Candidate’s Problematic Censorship Needs Appropriate Reaction
Eritrea, North Korea, Syria, Iran, Equatorial Guinea, Uzbekistan and…the US?
Those first six countries are listed by the Committee to Protect Journalists as the countries that are the worst offenders when it comes to censoring journalists.
Will the US join the list?
It’s not as crazy as it might seem. If current practice is any indication, a Trump presidency might well put the US on that shameful list.
You see, Trump has already banned an enormous number of news organizations from attending his events. Seasoned journalists say they have never witnessed anything like it before in this country. Occasionally, a journalist will get bounced from a presidential candidate’s airplane or bus, but this is on a scale that’s unprecedented. The current list of banned media organizations (which, by the way, continues to grow) includes the Washington Post, Politico, Huffington Post, BuzzFeed, Gawker, Foreign Policy, Fusion, Univision, Mother Jones, the New Hampshire Union Leader, the Des Moines Register and the Daily Beast.
And journalists cannot even find out why or what criteria are used to justify their banishment. According to this story, it would seem that a journalist gets banned when Trump reads something written about him or his campaign with which he disagrees and then throws what can only be described as a hissy fit. This hissy fit is apparently key; after the throwing of the fit, Trump’s so-called campaign press secretary, Hope Hicks, playing the role of enforcer, makes sure whoever wrote the piece is banned.
Imagine now that this sort of behavior is carried into a Trump White House although, in this CNN story, Trump denies that he’d continue the ban if elected.
The Washington Post, one of the Trump-banned media organizations, has suggested that all of the press corps stop playing Trump’s game and join in a blackout on Trump coverage. WaPo opinion writer Dana Millbank gets more specific:
“I don’t mean an outright ban of Trump coverage. That would be shirking our civic responsibility. But I suggest an end to the uncritical, free publicity that propelled him to the GOP nomination in the first place:
- No more live, wall-to-wall coverage of Trump’s rallies and events; this sort of “coverage,” particularly by cable news outlets, has been a huge in-kind contribution to Trump.
- No more Trump call-ins to TV shows; this enables him to plant falsehoods with little risk of follow-up.
- Rigorous use of real-time fact-checking, pointing out Trump’s falsehoods in the stories in which they’re reported. That’s not injecting opinion — it’s stating fact.”
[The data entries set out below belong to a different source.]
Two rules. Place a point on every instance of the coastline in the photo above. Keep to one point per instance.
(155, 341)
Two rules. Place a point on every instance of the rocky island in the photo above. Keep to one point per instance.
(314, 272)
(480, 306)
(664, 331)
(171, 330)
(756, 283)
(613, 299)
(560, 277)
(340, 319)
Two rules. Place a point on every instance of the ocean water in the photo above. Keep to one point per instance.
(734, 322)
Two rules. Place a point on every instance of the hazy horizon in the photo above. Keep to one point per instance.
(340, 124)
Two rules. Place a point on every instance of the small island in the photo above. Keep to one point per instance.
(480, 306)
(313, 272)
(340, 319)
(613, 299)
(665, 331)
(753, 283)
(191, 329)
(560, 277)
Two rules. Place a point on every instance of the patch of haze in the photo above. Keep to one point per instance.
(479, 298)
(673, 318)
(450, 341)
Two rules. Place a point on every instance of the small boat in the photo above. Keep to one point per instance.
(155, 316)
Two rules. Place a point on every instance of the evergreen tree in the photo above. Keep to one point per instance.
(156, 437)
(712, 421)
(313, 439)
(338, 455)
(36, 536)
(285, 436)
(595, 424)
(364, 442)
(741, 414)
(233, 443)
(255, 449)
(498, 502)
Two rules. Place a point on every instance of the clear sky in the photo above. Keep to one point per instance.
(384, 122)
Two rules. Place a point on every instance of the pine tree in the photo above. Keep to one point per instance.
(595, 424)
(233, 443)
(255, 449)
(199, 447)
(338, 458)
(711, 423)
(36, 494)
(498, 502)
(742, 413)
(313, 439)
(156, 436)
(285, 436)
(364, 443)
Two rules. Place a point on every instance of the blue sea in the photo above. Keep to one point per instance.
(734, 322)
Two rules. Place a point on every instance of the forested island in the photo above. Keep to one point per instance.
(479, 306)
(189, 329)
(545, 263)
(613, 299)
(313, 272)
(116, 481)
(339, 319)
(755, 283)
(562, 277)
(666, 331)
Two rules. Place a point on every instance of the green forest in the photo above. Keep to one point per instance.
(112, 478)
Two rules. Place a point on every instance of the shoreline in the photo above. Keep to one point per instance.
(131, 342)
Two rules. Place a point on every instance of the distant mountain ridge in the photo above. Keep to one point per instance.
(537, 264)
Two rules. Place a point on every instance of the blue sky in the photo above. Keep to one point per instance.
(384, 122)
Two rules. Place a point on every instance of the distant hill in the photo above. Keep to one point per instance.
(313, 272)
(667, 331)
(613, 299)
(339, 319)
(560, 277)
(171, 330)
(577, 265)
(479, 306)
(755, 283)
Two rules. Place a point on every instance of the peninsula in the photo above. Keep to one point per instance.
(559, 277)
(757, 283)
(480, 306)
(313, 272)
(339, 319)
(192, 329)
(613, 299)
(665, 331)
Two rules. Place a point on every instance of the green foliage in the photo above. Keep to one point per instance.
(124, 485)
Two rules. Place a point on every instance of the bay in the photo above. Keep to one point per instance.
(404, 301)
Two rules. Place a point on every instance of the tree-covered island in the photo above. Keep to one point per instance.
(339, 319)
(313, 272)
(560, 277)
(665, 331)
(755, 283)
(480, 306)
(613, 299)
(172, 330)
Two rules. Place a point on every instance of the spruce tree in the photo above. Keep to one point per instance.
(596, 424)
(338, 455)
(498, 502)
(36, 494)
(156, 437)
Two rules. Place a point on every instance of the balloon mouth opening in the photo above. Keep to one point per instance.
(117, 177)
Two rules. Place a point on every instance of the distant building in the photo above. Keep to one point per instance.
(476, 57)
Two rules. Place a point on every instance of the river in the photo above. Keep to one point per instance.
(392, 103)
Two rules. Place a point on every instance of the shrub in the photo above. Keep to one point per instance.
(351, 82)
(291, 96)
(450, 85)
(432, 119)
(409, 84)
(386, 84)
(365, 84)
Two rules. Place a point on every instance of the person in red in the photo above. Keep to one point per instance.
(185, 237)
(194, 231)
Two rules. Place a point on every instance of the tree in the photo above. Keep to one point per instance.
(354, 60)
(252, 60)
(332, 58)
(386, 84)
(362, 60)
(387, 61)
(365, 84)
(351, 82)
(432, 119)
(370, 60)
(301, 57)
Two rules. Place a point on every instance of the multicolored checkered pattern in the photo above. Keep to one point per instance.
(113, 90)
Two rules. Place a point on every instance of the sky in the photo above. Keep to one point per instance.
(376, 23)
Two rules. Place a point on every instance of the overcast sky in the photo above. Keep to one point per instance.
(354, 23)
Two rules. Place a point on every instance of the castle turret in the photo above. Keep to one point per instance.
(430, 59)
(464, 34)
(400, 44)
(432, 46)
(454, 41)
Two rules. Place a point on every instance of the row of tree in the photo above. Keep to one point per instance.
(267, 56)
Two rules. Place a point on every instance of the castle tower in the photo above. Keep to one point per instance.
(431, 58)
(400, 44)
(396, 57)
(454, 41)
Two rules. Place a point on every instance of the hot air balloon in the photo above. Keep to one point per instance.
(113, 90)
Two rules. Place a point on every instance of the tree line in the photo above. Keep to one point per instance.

Sounds like a good idea to us.
“A democracy ceases to be a democracy if its citizens do not participate in its governance. To participate intelligently, they must know what their government has done, is doing and plans to do in their name. Whenever any hindrance, no matter what its name, is placed in the way of this information, a democracy is weakened, and its future endangered. This is the meaning of freedom of press. It is not just important to democracy, it is democracy.”